Same reason. The rlib output is needed so the wzp-desktop binary target can link against the library; cdylib is needed for Android's System.loadLibrary; staticlib would reintroduce the symbol-leak bug.

3. Oboe audio config

Usage::VoiceCommunication + Java-side MODE_IN_COMMUNICATION. Never call setAudioApi(AAudio) explicitly — on some devices (Nothing Phone in particular) it causes Oboe to open the wrong stream type and audio goes silent. Let Oboe pick the audio API automatically. This is documented in the auto-memory project_tauri_android_audio.md.

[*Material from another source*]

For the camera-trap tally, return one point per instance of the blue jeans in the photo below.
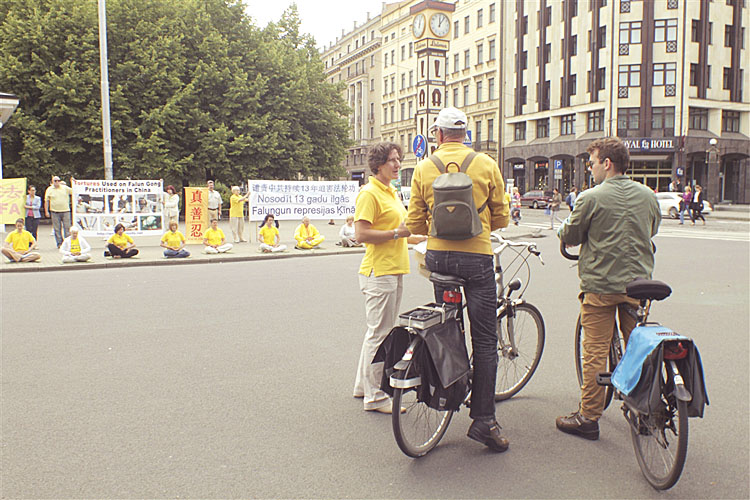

4. Speaker/earpiece toggle uses tokio::task::spawn_blocking

Oboe's stop() + start() cycle is synchronous and can block for 50200 ms. Calling it on the tokio executor stalls every other async task (including the QUIC datagram loop), dropping audio packets. Wrapping the toggle in spawn_blocking isolates it to a dedicated thread pool. Fixed in commit 76a4c53.

Build pipeline

Docker on SepehrHomeserverdk, same pattern as the Android legacy pipeline and the Windows pipeline:

./scripts/build-tauri-android.sh         # Full: pull + build + ntfy + rustypaste
./scripts/build-tauri-android.sh --pull  # Explicit git pull (default)
./scripts/build-tauri-android.sh --clean # Blow away the Rust target cache

Image: wzp-android-builder (shared with the legacy Kotlin pipeline). The Dockerfile was extended to install Node.js 20 LTS, Android API level 36, build-tools 35.0.0, tauri-cli 2.x, and all four Android Rust targets on top of the legacy NDK 26.1 + cargo-ndk + Gradle setup. Both pipelines coexist in the same image.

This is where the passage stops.